Tuesday, September 27, 2016 | By: Anita

His Grace

It’s been a rough couple of days... 

Weeks...

Who am I kidding?

It’s been a rough couple of months.

I try to do enough to keep things from sinking. But I wonder… am I doing anything well?

I wonder ~ if I keep pushing myself to accomplish everything on my to-do list; surely that would fix everything.

Except 

that I know it wouldn’t.

I feel like I’m not doing anything well, but that doesn’t necessarily make it true. The fact that I have weaknesses doesn’t make everything about me weak. I have plenty of strengths.  One minute I’m determined to trust God. In the next, I feel myself slipping. The “why” questions tumble in so hard. 

Ever been there?

I'm trying to accept the fact that God has wired me in a specific way, and that “His grace is sufficient for you, for my power is made perfect in weakness.” 2 Corinthians 12:9 {New International Version {NIV}}

He knows the desires of my heart. His plans are good and perfect, and He has filled me with everything I’ll truly need.

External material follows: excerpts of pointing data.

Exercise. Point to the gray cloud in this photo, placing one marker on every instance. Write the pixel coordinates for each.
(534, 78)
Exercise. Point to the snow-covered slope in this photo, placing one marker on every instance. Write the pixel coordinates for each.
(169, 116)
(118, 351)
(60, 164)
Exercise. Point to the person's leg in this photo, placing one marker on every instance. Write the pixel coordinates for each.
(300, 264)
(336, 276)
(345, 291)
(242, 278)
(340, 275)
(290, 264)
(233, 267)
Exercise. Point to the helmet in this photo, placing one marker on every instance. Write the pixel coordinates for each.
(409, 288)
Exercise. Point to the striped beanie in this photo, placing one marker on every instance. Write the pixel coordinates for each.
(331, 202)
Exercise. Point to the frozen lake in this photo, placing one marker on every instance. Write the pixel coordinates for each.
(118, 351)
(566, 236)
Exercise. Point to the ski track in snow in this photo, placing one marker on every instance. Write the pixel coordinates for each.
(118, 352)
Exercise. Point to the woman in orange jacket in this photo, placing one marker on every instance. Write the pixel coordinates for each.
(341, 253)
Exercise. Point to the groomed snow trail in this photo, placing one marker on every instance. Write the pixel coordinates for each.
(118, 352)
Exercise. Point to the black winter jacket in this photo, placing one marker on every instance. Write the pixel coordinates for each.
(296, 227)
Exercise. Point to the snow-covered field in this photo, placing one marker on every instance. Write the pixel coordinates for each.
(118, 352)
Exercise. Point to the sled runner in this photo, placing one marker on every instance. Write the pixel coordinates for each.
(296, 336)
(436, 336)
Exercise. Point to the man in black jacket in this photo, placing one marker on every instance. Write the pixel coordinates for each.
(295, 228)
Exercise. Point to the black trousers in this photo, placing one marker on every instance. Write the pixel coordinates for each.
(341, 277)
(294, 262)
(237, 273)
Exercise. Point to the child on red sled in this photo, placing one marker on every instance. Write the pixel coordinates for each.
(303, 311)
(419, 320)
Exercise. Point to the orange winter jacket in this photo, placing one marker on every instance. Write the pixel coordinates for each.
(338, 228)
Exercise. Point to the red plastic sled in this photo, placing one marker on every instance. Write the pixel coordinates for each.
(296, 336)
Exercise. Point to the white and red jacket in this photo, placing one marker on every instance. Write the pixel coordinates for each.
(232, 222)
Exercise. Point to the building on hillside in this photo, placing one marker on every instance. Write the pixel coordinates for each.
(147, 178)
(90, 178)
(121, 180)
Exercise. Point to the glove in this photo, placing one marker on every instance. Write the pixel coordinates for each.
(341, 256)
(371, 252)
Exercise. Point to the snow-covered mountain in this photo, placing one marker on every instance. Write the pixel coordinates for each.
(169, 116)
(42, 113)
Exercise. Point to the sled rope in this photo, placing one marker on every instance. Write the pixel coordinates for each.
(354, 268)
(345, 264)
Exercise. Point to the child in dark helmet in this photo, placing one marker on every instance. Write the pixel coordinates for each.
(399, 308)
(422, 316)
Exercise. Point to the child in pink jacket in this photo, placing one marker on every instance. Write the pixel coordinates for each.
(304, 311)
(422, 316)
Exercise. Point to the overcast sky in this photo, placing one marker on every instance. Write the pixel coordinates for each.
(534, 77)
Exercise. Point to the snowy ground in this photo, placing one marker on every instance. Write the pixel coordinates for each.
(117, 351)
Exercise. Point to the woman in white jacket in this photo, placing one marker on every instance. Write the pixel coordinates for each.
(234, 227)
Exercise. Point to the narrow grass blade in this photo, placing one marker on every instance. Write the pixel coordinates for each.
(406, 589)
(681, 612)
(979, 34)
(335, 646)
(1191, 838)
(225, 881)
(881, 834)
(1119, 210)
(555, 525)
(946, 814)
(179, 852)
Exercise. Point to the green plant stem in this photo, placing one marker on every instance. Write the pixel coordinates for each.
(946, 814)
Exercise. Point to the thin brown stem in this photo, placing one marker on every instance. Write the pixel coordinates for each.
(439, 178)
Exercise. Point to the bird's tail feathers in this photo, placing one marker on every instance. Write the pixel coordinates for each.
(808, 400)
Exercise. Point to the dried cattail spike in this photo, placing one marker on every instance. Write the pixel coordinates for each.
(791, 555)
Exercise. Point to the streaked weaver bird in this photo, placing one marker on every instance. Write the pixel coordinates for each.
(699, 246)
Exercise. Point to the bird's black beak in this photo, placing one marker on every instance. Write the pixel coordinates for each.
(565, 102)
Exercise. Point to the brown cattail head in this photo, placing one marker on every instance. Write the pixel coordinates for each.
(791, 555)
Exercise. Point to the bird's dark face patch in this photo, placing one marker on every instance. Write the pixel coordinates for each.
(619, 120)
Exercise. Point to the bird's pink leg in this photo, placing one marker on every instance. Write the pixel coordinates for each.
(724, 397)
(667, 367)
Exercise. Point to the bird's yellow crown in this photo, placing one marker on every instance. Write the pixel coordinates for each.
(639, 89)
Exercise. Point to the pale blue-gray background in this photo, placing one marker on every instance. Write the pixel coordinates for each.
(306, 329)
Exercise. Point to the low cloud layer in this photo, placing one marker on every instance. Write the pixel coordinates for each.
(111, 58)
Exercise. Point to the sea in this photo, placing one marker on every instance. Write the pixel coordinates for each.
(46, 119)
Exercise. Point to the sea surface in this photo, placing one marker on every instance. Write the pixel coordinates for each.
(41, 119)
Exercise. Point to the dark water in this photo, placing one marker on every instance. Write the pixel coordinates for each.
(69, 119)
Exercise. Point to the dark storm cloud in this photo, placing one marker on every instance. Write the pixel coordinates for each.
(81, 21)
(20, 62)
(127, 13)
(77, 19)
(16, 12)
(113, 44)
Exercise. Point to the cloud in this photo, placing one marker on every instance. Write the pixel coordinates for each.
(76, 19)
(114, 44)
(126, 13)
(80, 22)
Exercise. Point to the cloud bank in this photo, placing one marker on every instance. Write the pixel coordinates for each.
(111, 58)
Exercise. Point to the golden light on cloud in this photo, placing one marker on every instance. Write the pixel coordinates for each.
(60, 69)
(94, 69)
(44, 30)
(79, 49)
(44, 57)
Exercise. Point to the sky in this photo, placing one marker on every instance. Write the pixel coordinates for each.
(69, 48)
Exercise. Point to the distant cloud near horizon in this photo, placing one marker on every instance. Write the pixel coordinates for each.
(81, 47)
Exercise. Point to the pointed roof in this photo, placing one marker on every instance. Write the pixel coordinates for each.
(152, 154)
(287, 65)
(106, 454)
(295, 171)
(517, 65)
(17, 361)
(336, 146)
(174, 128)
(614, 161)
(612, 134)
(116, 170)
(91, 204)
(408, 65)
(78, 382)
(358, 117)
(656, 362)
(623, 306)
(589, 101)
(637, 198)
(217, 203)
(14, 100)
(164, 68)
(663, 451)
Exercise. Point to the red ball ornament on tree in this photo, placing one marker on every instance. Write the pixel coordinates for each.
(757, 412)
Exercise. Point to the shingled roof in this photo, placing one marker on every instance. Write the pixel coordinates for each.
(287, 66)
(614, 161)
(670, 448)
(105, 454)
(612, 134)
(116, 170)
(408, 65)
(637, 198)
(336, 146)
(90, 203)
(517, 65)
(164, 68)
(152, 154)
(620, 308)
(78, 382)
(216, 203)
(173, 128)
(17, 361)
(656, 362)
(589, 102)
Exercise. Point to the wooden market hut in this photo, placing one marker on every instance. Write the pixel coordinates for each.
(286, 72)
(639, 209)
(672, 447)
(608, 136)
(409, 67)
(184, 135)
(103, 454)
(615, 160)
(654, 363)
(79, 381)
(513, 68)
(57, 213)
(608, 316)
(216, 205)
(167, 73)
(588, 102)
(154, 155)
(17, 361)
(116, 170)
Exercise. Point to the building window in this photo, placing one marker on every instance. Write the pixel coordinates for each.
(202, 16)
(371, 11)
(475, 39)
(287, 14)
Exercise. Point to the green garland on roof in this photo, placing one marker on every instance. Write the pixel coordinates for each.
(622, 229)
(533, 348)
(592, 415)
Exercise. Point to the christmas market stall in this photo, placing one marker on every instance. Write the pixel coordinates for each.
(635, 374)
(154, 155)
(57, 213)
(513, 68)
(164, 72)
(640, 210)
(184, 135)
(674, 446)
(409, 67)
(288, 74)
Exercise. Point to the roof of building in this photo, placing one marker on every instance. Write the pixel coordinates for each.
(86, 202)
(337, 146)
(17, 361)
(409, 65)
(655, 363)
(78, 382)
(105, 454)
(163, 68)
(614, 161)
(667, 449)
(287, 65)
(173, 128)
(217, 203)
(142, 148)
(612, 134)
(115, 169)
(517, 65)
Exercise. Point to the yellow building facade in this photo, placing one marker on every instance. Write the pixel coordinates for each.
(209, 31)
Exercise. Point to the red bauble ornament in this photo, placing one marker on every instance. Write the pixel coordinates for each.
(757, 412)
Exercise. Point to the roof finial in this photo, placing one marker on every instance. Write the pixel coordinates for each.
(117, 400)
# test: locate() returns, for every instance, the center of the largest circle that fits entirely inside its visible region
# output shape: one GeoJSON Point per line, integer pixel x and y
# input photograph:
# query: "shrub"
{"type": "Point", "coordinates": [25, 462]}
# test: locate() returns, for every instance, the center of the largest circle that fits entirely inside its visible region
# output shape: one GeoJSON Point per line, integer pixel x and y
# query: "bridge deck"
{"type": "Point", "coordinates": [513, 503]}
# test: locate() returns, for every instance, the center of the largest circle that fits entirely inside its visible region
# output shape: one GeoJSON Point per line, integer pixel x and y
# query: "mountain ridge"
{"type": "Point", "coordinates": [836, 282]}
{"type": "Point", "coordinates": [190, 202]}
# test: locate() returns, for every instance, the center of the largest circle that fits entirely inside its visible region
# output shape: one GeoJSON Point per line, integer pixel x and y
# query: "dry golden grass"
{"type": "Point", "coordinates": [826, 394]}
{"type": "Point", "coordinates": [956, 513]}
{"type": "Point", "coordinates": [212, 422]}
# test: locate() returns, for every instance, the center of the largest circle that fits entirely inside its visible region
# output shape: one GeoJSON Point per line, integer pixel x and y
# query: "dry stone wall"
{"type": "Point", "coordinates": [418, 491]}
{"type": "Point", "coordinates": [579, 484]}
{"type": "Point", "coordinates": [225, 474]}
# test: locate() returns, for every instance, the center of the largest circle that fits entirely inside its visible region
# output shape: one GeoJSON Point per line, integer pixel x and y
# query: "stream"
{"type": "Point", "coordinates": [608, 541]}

So here's the thing I'm learning, despite the circumstances, and even the midst of it all, I'll continue to give Him thanks for all the good things, the bad things and the hope of things to come.

Take Care

1 comments:

Debra said...

Well this just made me want to watch LOST. When I saw the hand in the mirror it made me think of Charlie and the "not Penny's boat".
Plus your last comment is exactly how to sum up the entire six years. There was a lot of bad things, good things and hope.